Now let us learn a bit more about optimizing relevant semantic keywords around particular trends. A good strategy to remain in front of the target audience and at the top of popular search engines is obviously to optimize these keywords around any trending topic. What it means is that you need to keep track of high-volume topics by using tools like Google Trends, Ice Rocket, Trendrr TV, TweetVolume as and when they are available. You can look for more such tools to check the latest buzz on the blogosphere, TV, and popular social networks like Facebook and Twitter.
When you wish to compile or research semantic keywords that are relevant on the social web at any given point of time, you may resort to social search. It is important to know how your prospective customers are employing a particular term. So look carefully at the terms surrounding that particular term and then decide exactly how to use it to build your own set of user-friendly semantic keywords. There are a few reliable avenues for authentic keyword ideas.

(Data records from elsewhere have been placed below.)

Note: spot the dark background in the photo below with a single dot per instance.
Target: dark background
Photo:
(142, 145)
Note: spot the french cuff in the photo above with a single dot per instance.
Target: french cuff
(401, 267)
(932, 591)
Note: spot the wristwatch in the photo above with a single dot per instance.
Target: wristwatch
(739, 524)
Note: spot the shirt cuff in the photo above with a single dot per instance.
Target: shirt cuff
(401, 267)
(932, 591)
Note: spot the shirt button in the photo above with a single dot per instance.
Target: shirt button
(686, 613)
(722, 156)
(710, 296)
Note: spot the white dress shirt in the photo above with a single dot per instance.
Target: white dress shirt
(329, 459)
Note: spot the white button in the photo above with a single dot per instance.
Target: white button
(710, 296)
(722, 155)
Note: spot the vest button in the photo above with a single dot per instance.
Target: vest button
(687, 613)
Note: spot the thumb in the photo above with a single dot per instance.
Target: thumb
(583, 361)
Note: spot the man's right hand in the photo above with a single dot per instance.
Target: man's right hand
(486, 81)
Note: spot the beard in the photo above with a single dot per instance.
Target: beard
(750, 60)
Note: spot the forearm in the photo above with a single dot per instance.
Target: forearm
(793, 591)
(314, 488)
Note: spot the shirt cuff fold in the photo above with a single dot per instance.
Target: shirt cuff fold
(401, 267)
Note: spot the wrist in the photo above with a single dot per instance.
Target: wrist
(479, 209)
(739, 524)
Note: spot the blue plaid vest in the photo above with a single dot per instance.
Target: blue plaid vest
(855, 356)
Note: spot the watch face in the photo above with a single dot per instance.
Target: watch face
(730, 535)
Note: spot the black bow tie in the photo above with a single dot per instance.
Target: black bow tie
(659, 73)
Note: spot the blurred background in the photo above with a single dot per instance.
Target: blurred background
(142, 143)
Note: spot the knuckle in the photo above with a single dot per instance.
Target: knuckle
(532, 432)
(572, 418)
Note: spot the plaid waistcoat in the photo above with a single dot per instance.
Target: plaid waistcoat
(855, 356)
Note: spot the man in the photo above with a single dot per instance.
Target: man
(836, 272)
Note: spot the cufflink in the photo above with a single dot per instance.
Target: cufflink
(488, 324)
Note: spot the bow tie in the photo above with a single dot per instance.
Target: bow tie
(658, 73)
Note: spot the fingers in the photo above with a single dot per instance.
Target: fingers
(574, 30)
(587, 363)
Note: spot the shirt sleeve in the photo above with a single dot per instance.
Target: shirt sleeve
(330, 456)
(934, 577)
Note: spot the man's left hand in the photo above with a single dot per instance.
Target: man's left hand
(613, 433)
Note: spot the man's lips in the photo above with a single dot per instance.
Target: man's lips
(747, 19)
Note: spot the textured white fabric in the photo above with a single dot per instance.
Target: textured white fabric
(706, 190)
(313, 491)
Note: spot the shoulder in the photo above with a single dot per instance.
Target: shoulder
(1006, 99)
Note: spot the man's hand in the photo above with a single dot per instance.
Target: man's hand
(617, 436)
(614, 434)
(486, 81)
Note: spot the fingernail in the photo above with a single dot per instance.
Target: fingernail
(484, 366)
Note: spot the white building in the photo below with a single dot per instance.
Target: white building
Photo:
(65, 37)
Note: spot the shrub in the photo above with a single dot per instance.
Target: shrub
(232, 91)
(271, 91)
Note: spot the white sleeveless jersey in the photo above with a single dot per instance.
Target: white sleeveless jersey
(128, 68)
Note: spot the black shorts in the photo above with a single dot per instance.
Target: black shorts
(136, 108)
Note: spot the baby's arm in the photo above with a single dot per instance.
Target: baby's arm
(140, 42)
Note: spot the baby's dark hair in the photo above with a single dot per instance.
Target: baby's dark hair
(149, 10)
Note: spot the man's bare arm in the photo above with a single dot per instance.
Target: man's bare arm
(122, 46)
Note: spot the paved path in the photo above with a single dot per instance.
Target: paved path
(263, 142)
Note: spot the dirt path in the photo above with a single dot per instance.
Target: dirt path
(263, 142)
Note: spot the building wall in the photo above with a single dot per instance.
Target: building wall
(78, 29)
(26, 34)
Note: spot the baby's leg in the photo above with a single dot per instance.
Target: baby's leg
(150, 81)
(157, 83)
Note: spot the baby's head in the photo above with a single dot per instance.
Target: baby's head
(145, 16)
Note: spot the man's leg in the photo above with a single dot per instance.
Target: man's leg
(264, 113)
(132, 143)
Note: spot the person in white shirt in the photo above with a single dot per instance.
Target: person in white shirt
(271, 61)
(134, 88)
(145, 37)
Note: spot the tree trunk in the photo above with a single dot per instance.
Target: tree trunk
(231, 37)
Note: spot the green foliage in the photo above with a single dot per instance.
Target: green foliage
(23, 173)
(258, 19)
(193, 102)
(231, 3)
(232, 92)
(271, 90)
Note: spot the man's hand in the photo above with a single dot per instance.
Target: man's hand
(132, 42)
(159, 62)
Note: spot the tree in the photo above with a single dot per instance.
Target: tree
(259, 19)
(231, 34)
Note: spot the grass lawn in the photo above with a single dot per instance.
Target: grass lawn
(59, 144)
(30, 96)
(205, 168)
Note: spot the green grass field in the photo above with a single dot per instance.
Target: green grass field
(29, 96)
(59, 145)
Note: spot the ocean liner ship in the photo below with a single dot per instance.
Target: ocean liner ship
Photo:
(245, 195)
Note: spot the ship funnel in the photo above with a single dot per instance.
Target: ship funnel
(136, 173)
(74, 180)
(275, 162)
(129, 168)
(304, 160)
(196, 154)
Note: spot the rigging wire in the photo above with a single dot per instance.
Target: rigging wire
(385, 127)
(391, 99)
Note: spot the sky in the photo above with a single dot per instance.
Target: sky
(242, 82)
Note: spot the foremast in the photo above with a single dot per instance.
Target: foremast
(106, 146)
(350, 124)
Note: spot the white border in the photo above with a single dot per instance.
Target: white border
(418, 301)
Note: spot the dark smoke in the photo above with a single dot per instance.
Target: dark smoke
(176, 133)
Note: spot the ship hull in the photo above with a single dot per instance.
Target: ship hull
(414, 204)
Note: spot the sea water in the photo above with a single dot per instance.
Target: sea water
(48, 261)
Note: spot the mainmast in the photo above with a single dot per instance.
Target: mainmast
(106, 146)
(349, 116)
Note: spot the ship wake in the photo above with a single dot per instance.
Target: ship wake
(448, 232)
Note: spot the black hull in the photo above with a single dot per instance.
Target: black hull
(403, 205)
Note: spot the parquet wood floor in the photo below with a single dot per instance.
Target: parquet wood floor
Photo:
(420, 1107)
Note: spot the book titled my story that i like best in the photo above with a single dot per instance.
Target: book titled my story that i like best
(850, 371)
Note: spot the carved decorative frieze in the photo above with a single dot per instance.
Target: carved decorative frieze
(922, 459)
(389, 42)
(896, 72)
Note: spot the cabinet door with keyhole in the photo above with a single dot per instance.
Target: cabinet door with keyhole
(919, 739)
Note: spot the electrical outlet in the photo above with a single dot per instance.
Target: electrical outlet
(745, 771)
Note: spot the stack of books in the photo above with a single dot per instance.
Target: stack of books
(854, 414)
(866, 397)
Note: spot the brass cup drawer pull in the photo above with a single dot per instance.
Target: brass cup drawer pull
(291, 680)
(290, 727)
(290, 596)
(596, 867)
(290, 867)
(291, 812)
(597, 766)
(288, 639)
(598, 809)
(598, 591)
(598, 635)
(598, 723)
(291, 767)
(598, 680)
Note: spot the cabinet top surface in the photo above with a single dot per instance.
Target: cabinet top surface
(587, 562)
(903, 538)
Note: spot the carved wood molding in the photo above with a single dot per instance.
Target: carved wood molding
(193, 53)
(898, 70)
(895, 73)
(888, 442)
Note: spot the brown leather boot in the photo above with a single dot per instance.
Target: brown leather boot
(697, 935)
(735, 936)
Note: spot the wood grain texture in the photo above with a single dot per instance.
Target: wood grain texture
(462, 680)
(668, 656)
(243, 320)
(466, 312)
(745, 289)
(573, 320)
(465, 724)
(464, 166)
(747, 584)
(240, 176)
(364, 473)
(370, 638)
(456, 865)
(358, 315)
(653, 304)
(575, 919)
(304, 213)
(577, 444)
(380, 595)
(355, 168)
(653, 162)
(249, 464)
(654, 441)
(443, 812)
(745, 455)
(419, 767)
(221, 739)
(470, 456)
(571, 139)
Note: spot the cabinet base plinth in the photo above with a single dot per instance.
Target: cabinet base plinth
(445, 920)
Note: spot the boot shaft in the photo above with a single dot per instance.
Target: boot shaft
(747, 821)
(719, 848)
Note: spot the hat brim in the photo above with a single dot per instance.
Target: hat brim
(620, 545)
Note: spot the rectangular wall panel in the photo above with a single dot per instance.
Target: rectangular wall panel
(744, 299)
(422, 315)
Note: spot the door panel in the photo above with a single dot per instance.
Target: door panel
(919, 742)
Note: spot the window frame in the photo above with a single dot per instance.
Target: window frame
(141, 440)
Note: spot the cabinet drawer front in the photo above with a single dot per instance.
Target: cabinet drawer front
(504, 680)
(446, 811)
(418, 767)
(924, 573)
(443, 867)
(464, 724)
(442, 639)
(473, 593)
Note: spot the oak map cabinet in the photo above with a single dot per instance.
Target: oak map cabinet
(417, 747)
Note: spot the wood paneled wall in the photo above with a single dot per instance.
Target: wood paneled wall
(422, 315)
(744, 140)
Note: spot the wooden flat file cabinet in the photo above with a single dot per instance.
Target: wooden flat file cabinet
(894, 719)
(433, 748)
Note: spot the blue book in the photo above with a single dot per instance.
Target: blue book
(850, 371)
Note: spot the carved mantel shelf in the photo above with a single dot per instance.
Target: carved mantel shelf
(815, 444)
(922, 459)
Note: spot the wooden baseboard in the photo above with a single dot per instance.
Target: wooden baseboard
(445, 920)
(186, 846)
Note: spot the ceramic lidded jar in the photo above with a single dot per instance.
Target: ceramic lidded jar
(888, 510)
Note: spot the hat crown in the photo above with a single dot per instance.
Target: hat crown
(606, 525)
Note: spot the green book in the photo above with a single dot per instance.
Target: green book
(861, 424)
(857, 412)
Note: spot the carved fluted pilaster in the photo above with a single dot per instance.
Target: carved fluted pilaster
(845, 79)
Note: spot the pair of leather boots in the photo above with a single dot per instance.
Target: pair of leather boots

TwitterSearch lets you check what’s hot. You may make use of operators for launching advanced search on current worldwide trends. The basic way of doing so is to just look up a generic keyword, and then see what users are tweeting about it currently. You can try out different words or phrases in keeping with your requirement.
Basically a dedicated API, The Twitter Search API will run searches vis-à-vis the real-time index of the latest Tweets. It can be used to trace Tweets that are not older than a week or so. Search here is focused more in domain or keyword relevance than completeness. Some amount of Tweets as well as users, in other words, might well be missing from your results. To match for completeness, the Streaming API is a preferred option. It allows you access different subsets of Twitter data – both public as well as protected.
The three broad Streaming products are, namely The Streaming API, User Stream and Site Streams. These usually operate mostly in the same way, though each one goes to fulfill a slightly different purpose. Streaming API, for example, is supposed to be for public statuses from users, filtered by userid, keyword, random sampling or by location, among other relevant aspects. User Streams, on the other hand, offer public and protected statuses from all direct messages, mentions, followings etc. Lastly, Site Streams Beta will let multiple User Streams multiplexing over an allied Site Stream connection.